The rating agency said it had updated the state’s “issuer profile score” in the governance category to 2 from 3.
“Like other states, Illinois enjoyed solid tax revenue growth over the past couple years, expanding its capacity to build financial reserves and increase payments towards outstanding liabilities,” Moody’s said in its announcement. “The state is on track to close fiscal 2023, which ends June 30, with further growth in reserves that are already at their strongest level in over a decade.”
Illinois’ “rainy day” fund is slated to reach its highest-ever balance of more than $1.9 billion by the end of the fiscal year.

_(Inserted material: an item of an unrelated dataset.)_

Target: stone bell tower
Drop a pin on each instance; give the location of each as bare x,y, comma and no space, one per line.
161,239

The new rating applies to the state’s general obligation, or GO, bonds and its Build Illinois sales tax bonds. Illinois currently has approximately $26 billion in outstanding GO bonds and $2 billion in outstanding sales tax bonds.
Moody’s also rated the state’s financial outlook as “stable,” saying that such an outlook “balances the financial progress being made by the state with the uncertainty of the present economic climate.”
“The state’s lean financial reserves and heavy long-term liability and fixed cost burdens make it more vulnerable than other states to a negative shift in the national or global economy,” it said.